2017年富士登山リーダーシップ研修

7月29−30日、富士登山リーダーシップ研修が終わった。早稲田大学ビジネススクールからはMBA生が、南総学舎からは企業の参加者が集うプログラムなのだが、毎年人気が高まり、今回はバス一台がMBAで埋まってしまった。来年からは2台目のチャーターが必要になるかも?

今年の富士山は、梅雨明けしてからの方が天気が悪く、8月中旬までは不安定な気候になるとの予報だった。案の定、当日も五合目の雨から始まった。六合目を超える頃には雨脚は強まり、カッパを着ていてもどんどん濡れる。靴も湿って、中がジュクジュクして来る。悪天候で登山のペースが落ちるので、八合目に着く午後7時頃の気温によっては濡れた体で低体温症になる危険性もある。富士登山が初めての参加者が多いので、雨が止まない場合、中断することも考えてグループリーダー達とラインで意見交換した。七合目を超える頃には、別のグループから連絡があり、二人が体力問題で断念したのでリーダーが二人を連れて下山し、残りのメンバーを近くにいたグループに合流させるという連絡が入った。過去のケーススタディーで学んだプランBがしっかり実行できていて安心した。

その後、天気が少し回復したこともあって、結局、残りの我々は上を目指し、午後8時までに全グループが八合目の宿にたどり着いた。結局、46名中5名が体力問題と高山病で断念したのだが、9割の参加者が上まで登れたというのはまずまずの結果だった。

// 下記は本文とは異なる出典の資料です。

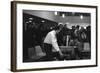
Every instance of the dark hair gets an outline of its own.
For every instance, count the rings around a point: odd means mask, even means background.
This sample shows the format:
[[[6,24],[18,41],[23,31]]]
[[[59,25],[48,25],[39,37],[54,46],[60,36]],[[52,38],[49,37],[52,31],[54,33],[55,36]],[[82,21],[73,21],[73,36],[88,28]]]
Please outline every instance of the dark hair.
[[[57,25],[54,27],[54,30],[60,30],[63,26],[62,25]]]
[[[54,30],[59,30],[59,29],[60,29],[59,26],[55,26],[55,27],[54,27]]]
[[[79,25],[76,26],[76,28],[79,28],[79,27],[80,27]]]

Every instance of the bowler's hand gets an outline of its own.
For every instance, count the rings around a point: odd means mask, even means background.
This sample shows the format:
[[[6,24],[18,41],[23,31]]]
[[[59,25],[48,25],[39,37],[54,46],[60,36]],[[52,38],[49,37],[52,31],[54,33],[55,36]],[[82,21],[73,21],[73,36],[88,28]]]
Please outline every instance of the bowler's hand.
[[[61,51],[59,51],[60,56],[63,56],[63,53]]]

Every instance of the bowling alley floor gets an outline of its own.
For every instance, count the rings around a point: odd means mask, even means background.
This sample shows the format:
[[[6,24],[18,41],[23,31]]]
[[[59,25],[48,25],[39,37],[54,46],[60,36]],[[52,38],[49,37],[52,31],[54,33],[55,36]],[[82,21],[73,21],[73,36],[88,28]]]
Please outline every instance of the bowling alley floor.
[[[90,52],[82,52],[81,56],[70,56],[70,55],[64,55],[64,60],[85,60],[85,59],[91,59]],[[45,62],[45,61],[60,61],[56,58],[54,59],[48,59],[45,55],[36,55],[31,58],[25,59],[24,62]],[[63,61],[63,60],[62,60]]]
[[[64,51],[64,60],[85,60],[85,59],[91,59],[91,50],[88,43],[85,43],[84,51],[81,51],[80,54],[78,55],[71,55],[70,54],[70,49],[73,50],[73,47],[66,47],[62,46]],[[67,49],[67,50],[66,50]],[[68,50],[69,49],[69,50]],[[35,50],[35,51],[34,51]],[[67,51],[67,53],[65,52]],[[46,57],[46,54],[42,51],[40,46],[36,46],[35,48],[29,48],[29,57],[27,59],[23,59],[23,62],[44,62],[44,61],[59,61],[56,58],[54,59],[49,59]]]

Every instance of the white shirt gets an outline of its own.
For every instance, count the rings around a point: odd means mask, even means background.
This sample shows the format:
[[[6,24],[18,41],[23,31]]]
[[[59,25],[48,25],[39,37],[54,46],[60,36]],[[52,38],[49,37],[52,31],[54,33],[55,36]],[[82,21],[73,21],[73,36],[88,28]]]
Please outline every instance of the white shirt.
[[[46,37],[44,39],[44,43],[51,44],[56,51],[60,51],[58,43],[57,43],[56,31],[55,30],[52,30],[51,32],[49,32],[46,35]]]

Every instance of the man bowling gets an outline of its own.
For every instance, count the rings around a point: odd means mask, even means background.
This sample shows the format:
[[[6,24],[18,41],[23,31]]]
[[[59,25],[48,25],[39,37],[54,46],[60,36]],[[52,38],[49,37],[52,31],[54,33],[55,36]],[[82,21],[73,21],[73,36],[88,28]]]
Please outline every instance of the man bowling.
[[[44,51],[46,53],[46,59],[51,61],[56,58],[56,60],[63,60],[63,54],[58,46],[56,35],[60,32],[61,26],[56,26],[52,31],[50,31],[44,39]],[[52,51],[52,48],[56,52]]]

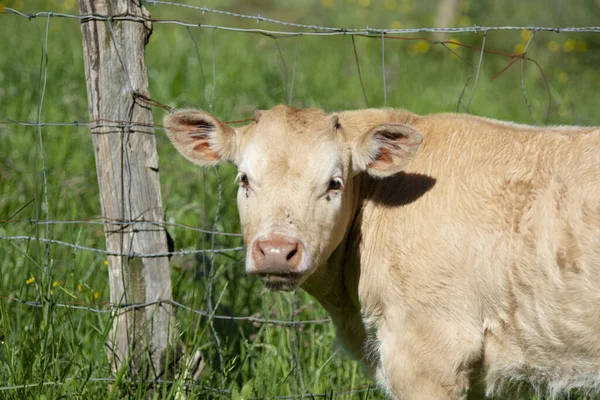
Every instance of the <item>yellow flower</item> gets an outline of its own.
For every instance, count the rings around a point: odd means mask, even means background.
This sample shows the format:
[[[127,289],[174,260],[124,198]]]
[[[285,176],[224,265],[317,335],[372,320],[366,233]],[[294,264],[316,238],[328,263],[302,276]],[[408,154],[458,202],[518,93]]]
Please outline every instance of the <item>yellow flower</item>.
[[[523,54],[525,53],[525,45],[523,43],[519,43],[515,46],[515,54]]]
[[[52,287],[57,287],[58,285],[60,285],[59,281],[52,282]]]
[[[325,1],[325,0],[323,0],[323,1]],[[333,0],[331,0],[331,4],[333,4]],[[104,260],[104,265],[106,265],[108,267],[108,261],[107,260]]]
[[[54,290],[50,289],[50,294],[54,294]]]
[[[396,0],[385,0],[384,5],[385,5],[385,8],[387,8],[390,11],[394,10],[396,7],[398,7],[398,3],[396,3]],[[392,24],[393,24],[393,22],[392,22]]]
[[[521,31],[521,39],[523,39],[524,42],[527,42],[531,38],[531,36],[533,36],[533,33],[531,31]]]
[[[560,49],[560,45],[558,44],[558,42],[556,40],[551,40],[551,41],[548,42],[548,50],[549,51],[551,51],[552,53],[554,53],[558,49]]]
[[[77,284],[77,291],[83,292],[83,285],[81,284],[81,282]]]
[[[392,21],[392,29],[402,29],[402,22]]]
[[[358,4],[363,7],[369,7],[371,5],[371,0],[358,0]]]
[[[457,38],[453,38],[453,37],[451,37],[451,38],[448,38],[448,41],[449,41],[449,42],[456,42],[456,43],[460,43],[460,42],[458,41],[458,39],[457,39]],[[457,48],[457,47],[458,47],[458,45],[457,45],[457,44],[454,44],[454,43],[447,43],[447,44],[446,44],[446,46],[448,46],[448,47],[449,47],[449,48],[451,48],[452,50],[454,50],[455,48]]]
[[[321,4],[323,4],[323,7],[331,8],[333,7],[333,0],[321,0]]]
[[[415,45],[415,50],[417,53],[427,53],[429,51],[429,47],[430,44],[428,41],[426,40],[420,40],[416,45]]]
[[[31,285],[33,282],[35,282],[35,276],[32,276],[31,278],[29,278],[25,281],[25,283],[28,285]]]
[[[577,51],[588,51],[589,48],[587,42],[577,42]]]
[[[567,53],[570,53],[575,48],[575,41],[573,39],[569,39],[563,44],[563,50]]]
[[[100,293],[94,292],[94,299],[98,300],[99,297],[100,297]]]
[[[560,83],[569,82],[569,75],[567,75],[567,73],[565,71],[562,71],[560,74],[558,74],[558,81]]]
[[[417,53],[427,53],[430,47],[428,41],[419,40],[417,43],[409,45],[406,50],[409,56],[414,56]]]
[[[4,12],[4,4],[0,3],[0,13]]]

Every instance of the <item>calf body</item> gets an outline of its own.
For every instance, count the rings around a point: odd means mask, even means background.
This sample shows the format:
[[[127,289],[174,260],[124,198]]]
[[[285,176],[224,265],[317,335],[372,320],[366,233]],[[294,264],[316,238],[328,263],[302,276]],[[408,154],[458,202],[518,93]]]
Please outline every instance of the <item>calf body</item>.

ところが八合目までで既に気力と体力を使い切ってしまっていて、翌朝は頂上を目指さずに下山したいという女性参加者が三人でてきた。実はこれも毎年必ずおこる。高山病でない限り、こういうメンバーの心のケアがとても大切になって来るのだが、今回の参加者はチームワークがとてもよくできていた。メンバーに励まされた三人は、宿にいた数時間で心の準備が整った。そして翌日、深夜12時半という早めの時間に宿を出発し、約2時間半後、全員が頂上に立つことができた。やはり感動で何人かは泣いていた。

今回もいろいろな問題が起こった。登る上でのチームワークは完璧に近かったのだが、混み合う頂上で互いに連絡が取れなくなってしまい、下山にあたってチームがバラバラになってしまった。結果、体力があるものはどんどん下っていき、下山のスピードが遅いものたちは、他のグループの遅いメンバーと別のグループを作らざるを得なかった。各リーダーもメンバーの誰が一体どこにいるのかが把握できていなかった。富士山だから良いものの、他の山だったら完全にNGだ。またこれを来年の新たしいケーススタディーにしようと思う。あと、7月末の富士山はどうしても混雑するので、一合目—五合目のルートでの研修の可能性も考えたいと思う。